Introduction
Prior to elective surgery, many patients report anxiety related to the surgery and anesthesia [
1]. Such anxiety is affected by a patient's temperament or character, disease, and level of understanding regarding surgery and anesthesia, and the degree of the anxiety is dependent on individual patient sensitivity [
2]. Patient anxiety may be further increased, particularly in a clinical trial involving anesthesia, if the patients have insufficient medical knowledge regarding the surgical procedure and the specific conditions of the anesthesia. The anxiety that patients may feel when they are requested to participate in a clinical study by a medical staff member providing anesthesia in an operative situation is dependent on the patient's temperament, disease, and degree of understanding regarding the disease or the surgery [
3,
4]. Severe anxiety may cause not only sympathetic nervous system stimulation that may lead to increased blood pressure, but also increased incidence of tachycardia and arrhythmia during the induction of anesthesia, increasing the demand for an anesthetic [
1]. Such anxiety is a critical factor in a patient's decision regarding whether or not to participate in a clinical research study. Hence, it is important to investigate various factors relating to participation in clinical studies.

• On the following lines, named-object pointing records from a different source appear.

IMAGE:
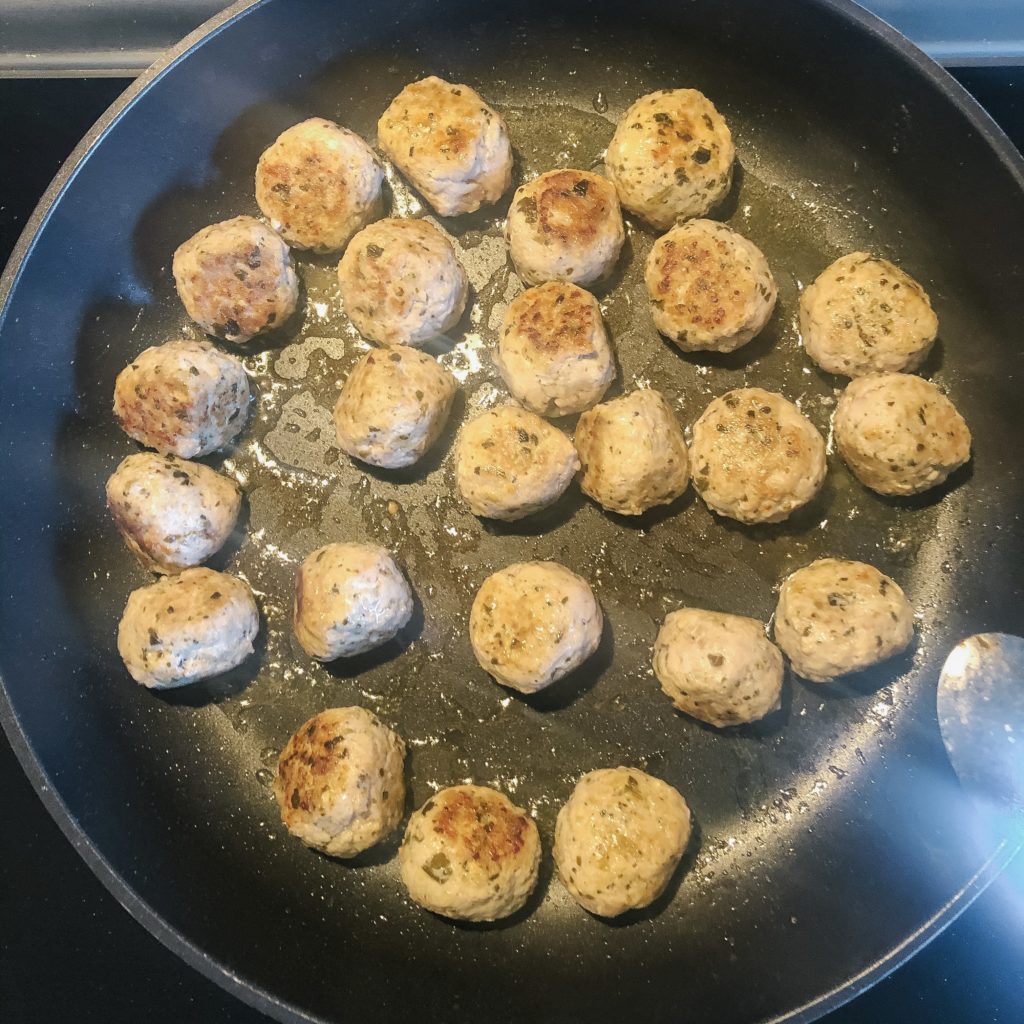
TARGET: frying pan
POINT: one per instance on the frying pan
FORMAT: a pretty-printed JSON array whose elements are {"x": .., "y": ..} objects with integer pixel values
[{"x": 833, "y": 839}]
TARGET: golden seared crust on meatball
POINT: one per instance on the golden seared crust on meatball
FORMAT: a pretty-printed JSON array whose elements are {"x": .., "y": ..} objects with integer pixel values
[
  {"x": 565, "y": 225},
  {"x": 718, "y": 668},
  {"x": 183, "y": 397},
  {"x": 450, "y": 143},
  {"x": 172, "y": 514},
  {"x": 756, "y": 457},
  {"x": 837, "y": 616},
  {"x": 553, "y": 351},
  {"x": 534, "y": 623},
  {"x": 619, "y": 840},
  {"x": 349, "y": 598},
  {"x": 340, "y": 781},
  {"x": 710, "y": 288},
  {"x": 469, "y": 853},
  {"x": 236, "y": 279},
  {"x": 633, "y": 453},
  {"x": 317, "y": 184},
  {"x": 187, "y": 627},
  {"x": 401, "y": 283},
  {"x": 511, "y": 463},
  {"x": 671, "y": 157},
  {"x": 899, "y": 433},
  {"x": 393, "y": 407},
  {"x": 864, "y": 314}
]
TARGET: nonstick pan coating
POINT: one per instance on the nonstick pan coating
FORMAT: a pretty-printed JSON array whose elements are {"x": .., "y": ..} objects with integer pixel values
[{"x": 832, "y": 839}]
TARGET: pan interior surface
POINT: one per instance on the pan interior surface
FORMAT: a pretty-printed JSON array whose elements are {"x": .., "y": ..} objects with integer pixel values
[{"x": 828, "y": 834}]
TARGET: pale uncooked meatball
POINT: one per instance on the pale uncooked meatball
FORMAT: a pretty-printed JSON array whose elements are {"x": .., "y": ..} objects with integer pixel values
[
  {"x": 317, "y": 184},
  {"x": 236, "y": 279},
  {"x": 469, "y": 853},
  {"x": 450, "y": 143},
  {"x": 718, "y": 668},
  {"x": 711, "y": 289},
  {"x": 349, "y": 598},
  {"x": 183, "y": 397},
  {"x": 173, "y": 514},
  {"x": 187, "y": 627},
  {"x": 401, "y": 283},
  {"x": 619, "y": 840},
  {"x": 511, "y": 463},
  {"x": 340, "y": 781},
  {"x": 863, "y": 314},
  {"x": 534, "y": 623},
  {"x": 633, "y": 453},
  {"x": 899, "y": 433},
  {"x": 393, "y": 407},
  {"x": 671, "y": 157},
  {"x": 756, "y": 457},
  {"x": 553, "y": 350},
  {"x": 565, "y": 225},
  {"x": 837, "y": 616}
]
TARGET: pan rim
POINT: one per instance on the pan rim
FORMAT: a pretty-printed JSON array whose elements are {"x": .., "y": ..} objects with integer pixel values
[{"x": 175, "y": 941}]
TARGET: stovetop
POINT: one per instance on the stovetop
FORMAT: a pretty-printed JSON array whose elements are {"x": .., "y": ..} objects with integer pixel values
[{"x": 68, "y": 950}]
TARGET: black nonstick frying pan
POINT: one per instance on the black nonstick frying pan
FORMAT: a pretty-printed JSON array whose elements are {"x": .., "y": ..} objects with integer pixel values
[{"x": 833, "y": 839}]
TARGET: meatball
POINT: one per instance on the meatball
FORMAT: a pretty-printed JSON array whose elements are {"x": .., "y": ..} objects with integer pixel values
[
  {"x": 317, "y": 184},
  {"x": 671, "y": 157},
  {"x": 183, "y": 397},
  {"x": 633, "y": 453},
  {"x": 532, "y": 624},
  {"x": 511, "y": 463},
  {"x": 863, "y": 315},
  {"x": 837, "y": 616},
  {"x": 349, "y": 598},
  {"x": 173, "y": 514},
  {"x": 393, "y": 407},
  {"x": 340, "y": 781},
  {"x": 187, "y": 627},
  {"x": 756, "y": 457},
  {"x": 236, "y": 279},
  {"x": 619, "y": 840},
  {"x": 553, "y": 350},
  {"x": 720, "y": 669},
  {"x": 401, "y": 283},
  {"x": 899, "y": 434},
  {"x": 450, "y": 143},
  {"x": 471, "y": 854},
  {"x": 565, "y": 225},
  {"x": 710, "y": 288}
]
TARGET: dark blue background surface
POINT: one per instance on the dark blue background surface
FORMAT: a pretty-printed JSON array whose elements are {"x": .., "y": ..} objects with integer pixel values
[{"x": 69, "y": 951}]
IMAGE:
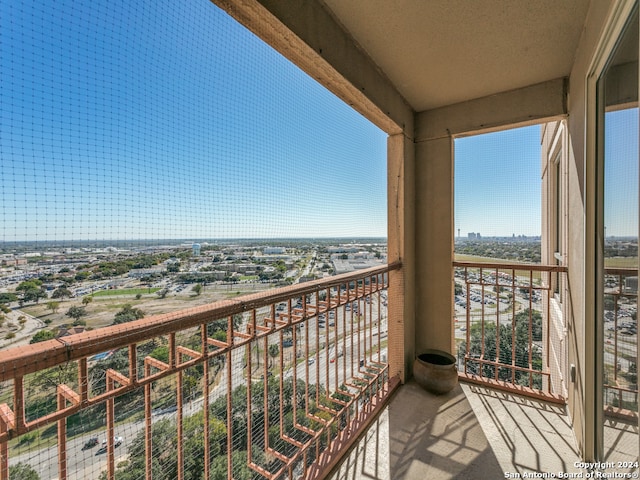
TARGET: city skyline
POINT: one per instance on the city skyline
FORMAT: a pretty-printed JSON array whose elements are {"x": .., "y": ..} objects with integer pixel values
[
  {"x": 179, "y": 123},
  {"x": 182, "y": 124}
]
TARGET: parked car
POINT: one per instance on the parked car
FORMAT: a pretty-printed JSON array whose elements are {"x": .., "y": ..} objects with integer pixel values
[
  {"x": 117, "y": 441},
  {"x": 92, "y": 442}
]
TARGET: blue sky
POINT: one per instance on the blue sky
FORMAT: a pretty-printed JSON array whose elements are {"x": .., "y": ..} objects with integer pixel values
[
  {"x": 621, "y": 173},
  {"x": 163, "y": 119},
  {"x": 498, "y": 183}
]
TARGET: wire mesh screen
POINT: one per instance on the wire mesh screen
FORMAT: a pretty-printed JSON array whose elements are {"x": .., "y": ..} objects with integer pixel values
[
  {"x": 167, "y": 120},
  {"x": 162, "y": 171}
]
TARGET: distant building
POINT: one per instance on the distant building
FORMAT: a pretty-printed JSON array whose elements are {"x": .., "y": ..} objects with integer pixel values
[{"x": 274, "y": 250}]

Consistent with the recent trend toward increased social interest in patients' rights, it is necessary to inform patients of their right to refuse to participate in a clinical study and to provide detailed explanation of a clinical study in order to avoid participation of any patients that is not based on sufficient understanding and voluntary consent with respect to the purposes, methods, and expected adverse effects of the study, as well as to ensure protection of a subject's human rights.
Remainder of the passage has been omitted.